Douglas Todd: The narrow view from the migration sector bubble
2017/03/27 Leave a comment
Todd on his experience at Metropolis (I had the pleasure of meeting and chatting with him, as I always find his columns of interest).
His critique about the Metropolis bubble could of course be repeated with respect to most conferences. As could his critique of attendees being dependent of government cheques. Being dependent on private sector funding doesn’t make one more objective.
However, all that being said, it is a valid critique that Metropolis does not include a wide range of perspectives in both the plenaries and workshops, something that the conference organizers, as well as individuals like me who organize workshops, should keep in mind.
As well as the general point that one should be mindful of one’s bubble, and make efforts to get outside it, whether as Todd did by coming to Metropolis or ensuring that one’s media includes a range of perspectives (the main lesson that I learnt working under former Minister Jason Kenney as recounted in Policy Arrogance or Innocent Bias: Resetting Citizenship and Multiculturalism):
I just spent a few days with Canadians who work with immigrants, refugees, international students and other migrants.
The almost 1,000 people at the 2017 Metropolis Conference in Montreal are on the front lines of an effort central to a country with arguably the world’s highest per capita in-migration.
Each year, Canada spends roughly $1.2 billion on the so-called “settlement sector.” Its mission is to assist more than 300,000 new immigrants and refugees a year while supporting 325,000 foreign students and more than 300,000 temporary foreign workers.
Migration is a mass phenomenon in Canada, unlike in most nations. Many settlement workers live in the cities that draw most migrants: Foreign-born people make up 23 per cent of Montreal’s population, 45 per cent of Metro Vancouver’s and half of Greater Toronto.
Workers in the settlement-sector form an influential Canadian subculture. One person at Metropolis affectionately referred to them as “activists with pensions.” Immigration Minister Ahmed Hussen spoke twice and told them they greatly influence public policy.I began wondering, however, how much these upstanding people represent the Canadian population. Do their values correspond at all to opinion poll results or with the issues Canadians follow through the media?
The vast majority at the taxpayer-funded Metropolis conferences live on government paycheques or grants. They are in the Immigration Department, the Heritage Department, public research universities and taxpayer-financed non-profit organizations.
Their theme is humanitarianism. Metropolis participants repeatedly said Canada should bring in more immigrants, refugees and foreign students, migrants are a “vulnerable population” and taxpayers should spend more on them.

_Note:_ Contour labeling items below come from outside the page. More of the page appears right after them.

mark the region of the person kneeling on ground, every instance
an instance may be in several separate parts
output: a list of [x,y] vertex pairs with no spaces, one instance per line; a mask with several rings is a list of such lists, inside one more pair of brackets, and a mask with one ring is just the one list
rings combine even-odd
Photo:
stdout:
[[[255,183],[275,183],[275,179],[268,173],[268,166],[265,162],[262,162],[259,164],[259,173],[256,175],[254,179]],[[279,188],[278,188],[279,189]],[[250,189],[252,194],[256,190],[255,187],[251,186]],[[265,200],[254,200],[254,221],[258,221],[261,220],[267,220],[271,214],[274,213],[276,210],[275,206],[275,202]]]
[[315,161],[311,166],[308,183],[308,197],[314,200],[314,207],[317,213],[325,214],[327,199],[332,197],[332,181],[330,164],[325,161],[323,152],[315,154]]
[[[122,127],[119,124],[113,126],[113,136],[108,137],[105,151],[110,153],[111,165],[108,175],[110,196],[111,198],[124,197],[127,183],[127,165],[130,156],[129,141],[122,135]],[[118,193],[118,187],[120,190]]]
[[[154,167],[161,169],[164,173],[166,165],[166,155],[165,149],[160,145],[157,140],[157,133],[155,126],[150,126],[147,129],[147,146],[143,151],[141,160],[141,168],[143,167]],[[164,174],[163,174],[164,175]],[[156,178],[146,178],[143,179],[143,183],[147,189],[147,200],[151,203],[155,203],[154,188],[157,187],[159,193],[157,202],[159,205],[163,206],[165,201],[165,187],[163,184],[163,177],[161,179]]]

Borrowing from Canadian scholars Keith Banting and Will Kymlicka, it’s fair to say almost all at the 19th national Metropolis event would be among the one-third of Canadians who unconditionally support multicultural, refugee and immigration policy. I did not hear disapproval.
They would definitely not be among the slightly smaller proportion of people that Banting and Kymlicka found at the opposite end; those opposed to Canadian-style immigration and multiculturalism.
It’s also not likely many attendees would be in the middle group of Canadians — the roughly 40 per cent (domestic and foreign-born) who generally support official multiculturalism, but with conditions.
Given what I witnessed, and the titles of hundreds of Metropolis presentations, critical discussion was muted. Orthodoxy seemed to reign.
It’s understandable. A lot of livelihoods, research grants and vested interests are at stake.
And, anyways, most attendees seemed keen on what they do. A few, indeed, seemed boastful.
There were basically only two things attendees would criticize.
One was the alleged shortage of funding for settlement organizations, refugee agencies and foreign students. As a keynote speaker said, “We always have to do more.”
The second thing subject to criticism was the “media” and, by extension, Canadians themselves. Each was occasionally referred to as “tolerant” but more often chastised for being xenophobic.